# Made In Vietnam



## Chet (Dec 24, 2020)

I just bought some printer paper from Dollar General and took a better look at it today and saw that it was made in Vietnam. My HP printer I had found was also. In a way it leaves me speechless. I just have to ask, why, why, why and why and I'm not talking about free trade either? It's why the war and now this? (Shaking head)


----------



## squatting dog (Dec 24, 2020)

Chet said:


> I just bought some printer paper from Dollar General and took a better look at it today and saw that it was made in Vietnam. My HP printer I had found was also. In a way it leaves me speechless. I just have to ask, why, why, why and why and I'm not talking about free trade either? It's why the war and now this? (Shaking head)



$$$$$$$$$$$


----------



## Pepper (Dec 24, 2020)

Not really understanding what you mean, Chet, but I remember throughout the 1950's it was a big joke that many items were listed as 'Made in Japan.'

So, what do you mean?


----------



## Chet (Dec 24, 2020)

Over 50,000 Americans died just so Vietnam would not turn into a Commie state and now we trade with them as a Commie state. If it was so important then, why isn't it now. They died for nothing. As squatting dog so eloquently said, $$$$$$$$$$. Also, we trade with Vietnam as a Commie state but not Cuba as a Commie state. Figure that one out. Votes from Cuban exiles I'm sure. Stupid, stupid government. I don't know why I bother to vote.


----------



## Pepper (Dec 24, 2020)

Chet said:


> They died for nothing.


----------



## Irwin (Dec 24, 2020)

Vietnam is moving more towards capitalism, which is why you're seeing products from there. We lifted our embargo on Vietnam back in the '90s. We should do the same with Cuba. And look at all the goods we get from China, which has a communist government but some capitalism. When we fought in Vietnam, it was to prevent the spread of communism from China, and now China's our favorite trading partner.
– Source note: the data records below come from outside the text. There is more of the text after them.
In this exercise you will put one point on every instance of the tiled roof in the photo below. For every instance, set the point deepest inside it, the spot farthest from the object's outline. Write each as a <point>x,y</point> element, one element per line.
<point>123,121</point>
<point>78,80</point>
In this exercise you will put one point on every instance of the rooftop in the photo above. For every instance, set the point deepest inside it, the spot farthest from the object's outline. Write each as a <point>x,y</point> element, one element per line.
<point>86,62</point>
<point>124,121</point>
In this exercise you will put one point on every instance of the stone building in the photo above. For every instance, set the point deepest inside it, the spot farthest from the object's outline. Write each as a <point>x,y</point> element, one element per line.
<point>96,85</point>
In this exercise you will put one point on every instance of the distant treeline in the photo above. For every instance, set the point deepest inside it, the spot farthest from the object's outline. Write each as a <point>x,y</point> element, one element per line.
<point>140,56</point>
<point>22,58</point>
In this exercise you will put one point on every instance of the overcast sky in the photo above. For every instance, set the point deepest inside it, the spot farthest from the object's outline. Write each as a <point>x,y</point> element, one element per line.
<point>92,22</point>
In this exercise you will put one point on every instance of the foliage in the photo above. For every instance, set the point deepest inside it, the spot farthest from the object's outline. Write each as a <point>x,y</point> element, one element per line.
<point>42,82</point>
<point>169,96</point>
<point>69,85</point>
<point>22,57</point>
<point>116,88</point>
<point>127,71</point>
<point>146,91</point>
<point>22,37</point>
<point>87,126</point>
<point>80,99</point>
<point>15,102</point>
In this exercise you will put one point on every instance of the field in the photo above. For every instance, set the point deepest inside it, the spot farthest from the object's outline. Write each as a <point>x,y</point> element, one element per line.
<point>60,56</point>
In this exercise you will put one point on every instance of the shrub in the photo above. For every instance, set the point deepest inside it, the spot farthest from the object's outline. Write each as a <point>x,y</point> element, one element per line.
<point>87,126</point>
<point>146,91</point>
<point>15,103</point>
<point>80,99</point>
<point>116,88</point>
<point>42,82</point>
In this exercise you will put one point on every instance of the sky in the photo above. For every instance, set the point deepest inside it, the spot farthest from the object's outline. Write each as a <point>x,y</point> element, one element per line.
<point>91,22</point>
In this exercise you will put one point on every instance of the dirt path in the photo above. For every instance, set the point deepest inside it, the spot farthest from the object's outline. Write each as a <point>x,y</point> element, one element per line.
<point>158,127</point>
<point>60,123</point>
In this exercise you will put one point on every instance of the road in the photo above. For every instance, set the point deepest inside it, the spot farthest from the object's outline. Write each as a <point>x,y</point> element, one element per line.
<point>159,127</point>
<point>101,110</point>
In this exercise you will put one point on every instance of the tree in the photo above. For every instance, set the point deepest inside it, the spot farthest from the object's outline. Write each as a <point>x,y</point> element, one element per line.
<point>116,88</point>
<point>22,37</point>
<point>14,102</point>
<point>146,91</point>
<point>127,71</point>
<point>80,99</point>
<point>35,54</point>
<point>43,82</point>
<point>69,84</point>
WTF?


----------



## fmdog44 (Dec 24, 2020)

Chet said:


> Over 50,000 Americans died just so Vietnam would not turn into a Commie state and now we trade with them as a Commie state. If it was so important then, why isn't it now. They died for nothing. As squatting dog so eloquently said, $$$$$$$$$$. Also, we trade with Vietnam as a Commie state but not Cuba as a Commie state. Figure that one out. Votes from Cuban exiles I'm sure. Stupid, stupid government. I don't know why I bother to vote.


Look at the bottom of everything in your home and you will see MADE IN CHINA. Since Viet Nam has no use for China I have no problem buying their stuff. I hate the China thing. They give the world the Covid and the world buys their crap and their fake crap with "Made in America" stamped on it.


----------



## fmdog44 (Dec 24, 2020)

Irwin said:


> Vietnam is moving more towards capitalism, which is why you're seeing products from there. We lifted our embargo on Vietnam back in the '90s. We should do the same with Cuba. And look at all the goods we get from China, which has a communist government but some capitalism. When we fought in Vietnam, it was to prevent the spread of communism from China, and now China's our favorite trading partner. WTF?


Capitalism has done more for communist countries than communism.


----------



## cdestroyer (Dec 28, 2020)

curiosity got me so I looked at my new lg rebel smartphone and found the made in tag inside said vietnam. I thought lg was a korean brand?


----------



## DaveA (Dec 28, 2020)

I'm amazed at how many on here blew right by Pepper's post regarding the enormous losses in WWII.  Germany and Japan are our allies and trading partners today and yet were responsible for far more deaths than the Vietnam Conflict. Further back in time?  Sure, but numbers don't change and they were far worse back then.

How easy we forget.


----------



## oldman (Dec 28, 2020)

When I was about 15, I remember my dad telling my mom that it was about time we bought a new car. My mom told my dad maybe he should check out the new Honda’s. My dad told mom that it would be a cold day in hell before he bought Japanese car.


----------



## Nathan (Dec 28, 2020)

Chet said:


> Over 50,000 Americans died just so Vietnam would not turn into a Commie state and now we trade with them as a Commie state. If it was so important then, why isn't it now. They died for nothing.



The Vietnam War is over.    The 53,000+ Americans that died did NOT die in vain, they went and did what their country asked them to.


----------



## oldman (Dec 28, 2020)

Nathan said:


> The Vietnam War is over.    The 53,000+ Americans that died did NOT die in vain, they went and did what their country asked them to.


Absolutely. Most of us lost someone that was close to us. It would be a total shame if I had to think my friends died in vain while fighting in a war that meant nothing. The Vietnam War meant something to a group of people that were fighting for their right to be free from communism. Had it not been for the Chinese, the war may have turned out differently.


----------



## fmdog44 (Dec 29, 2020)

oldman said:


> Absolutely. Most of us lost someone that was close to us. It would be a total shame if I had to think my friends died in vain while fighting in a war that meant nothing. The Vietnam War meant something to a group of people that were fighting for their right to be free from communism. Had it not been for the Chinese, the war may have turned out differently.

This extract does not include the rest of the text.